Back in 2015, Brazil had nine institutions among the top 50 – only five remain in the 2019 edition.

Furthermore, only two Brazilian universities feature in the top 20, fewer than not only China – which dominates the ranking – but also India and Russia. Both of these Brazilian top-20 entrants have fallen: the Universidade de Sao Paulo has dropped from 13th to 14th, while Unicamp has regressed even more sharply, sliding from 12th to 16th.

By examining metric-by-metric data for the top 50 Brazilian institutions in this ranking, it is clear that Brazilian stagnation is primarily attributable to under-performance in two main indicators: citations per paper and international student ratio. Investing in internationalization typically facilitates a strengthening of communication channels with other countries. The refinement of this dialogue can positively influence how the country’s research is produced and perceived by the international community, increasing its visibility and chances of being cited.

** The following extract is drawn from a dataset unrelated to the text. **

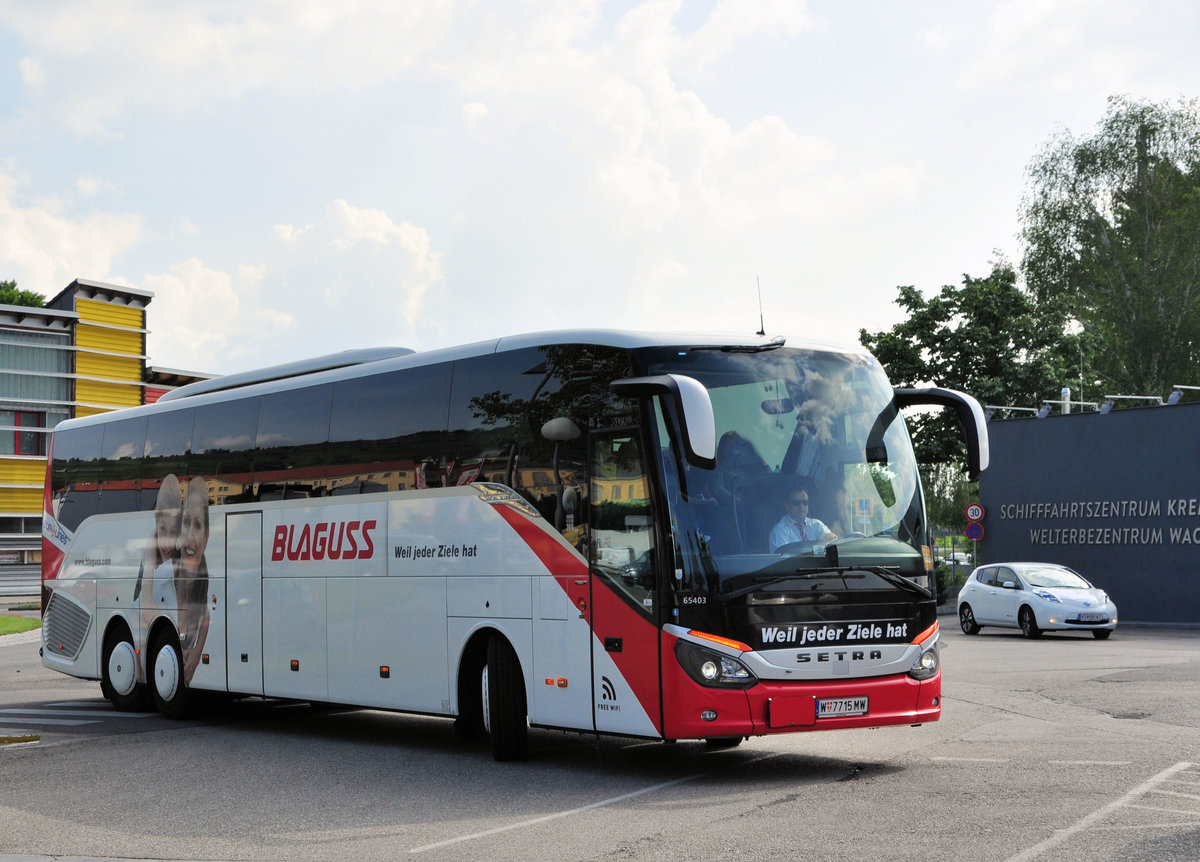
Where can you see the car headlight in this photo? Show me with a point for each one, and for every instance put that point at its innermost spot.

Last year, an austerity plan which freezes educational expenditure for the next 20 years was implemented, affecting the financial planning of 68 public institutions displayed in the ranking. Concomitantly, in August of this year, the president of one of the most important agencies for higher education funding in Brazil – CAPES – wrote a warning letter to the Minister of Education announcing that, in light of the current restrictive budget, the institution would need to cancel the funding of 93,000 graduate students and 150,000 recipients of training programs.

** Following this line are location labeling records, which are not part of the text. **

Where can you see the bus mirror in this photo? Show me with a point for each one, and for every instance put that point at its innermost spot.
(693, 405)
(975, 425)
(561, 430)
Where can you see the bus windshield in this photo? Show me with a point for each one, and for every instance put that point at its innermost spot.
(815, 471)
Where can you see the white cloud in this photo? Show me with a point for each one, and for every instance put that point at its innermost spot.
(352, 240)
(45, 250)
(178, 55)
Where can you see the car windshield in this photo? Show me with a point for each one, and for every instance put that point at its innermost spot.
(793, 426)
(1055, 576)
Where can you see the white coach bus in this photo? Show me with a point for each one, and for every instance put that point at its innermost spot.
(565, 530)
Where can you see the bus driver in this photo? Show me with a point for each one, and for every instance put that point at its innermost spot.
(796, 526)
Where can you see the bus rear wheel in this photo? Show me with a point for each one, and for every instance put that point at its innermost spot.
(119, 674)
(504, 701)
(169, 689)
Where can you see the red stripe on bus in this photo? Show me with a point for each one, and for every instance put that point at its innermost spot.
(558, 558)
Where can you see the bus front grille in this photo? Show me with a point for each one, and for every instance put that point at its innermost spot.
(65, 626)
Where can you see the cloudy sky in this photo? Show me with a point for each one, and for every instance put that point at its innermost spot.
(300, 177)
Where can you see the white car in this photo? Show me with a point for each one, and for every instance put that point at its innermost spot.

As though to underline Brazil’s educational struggles, the 200-year-old National Museum, part of the Universidade Federal do Rio de Janeiro (UFRJ), suffered a fire that provoked the destruction of most of its collection, representing an irreversible social and academic loss.

Bench-marking institutions and national higher education systems against their peers is a central purpose of this analysis, and the 2019 edition of QS BRICS ranking indicates Brazil is not matching the accelerating pace of other nations in this exercise. Those results are not necessarily surprising, since they are caused by, and expressive of, economic, political and social challenges the country is facing.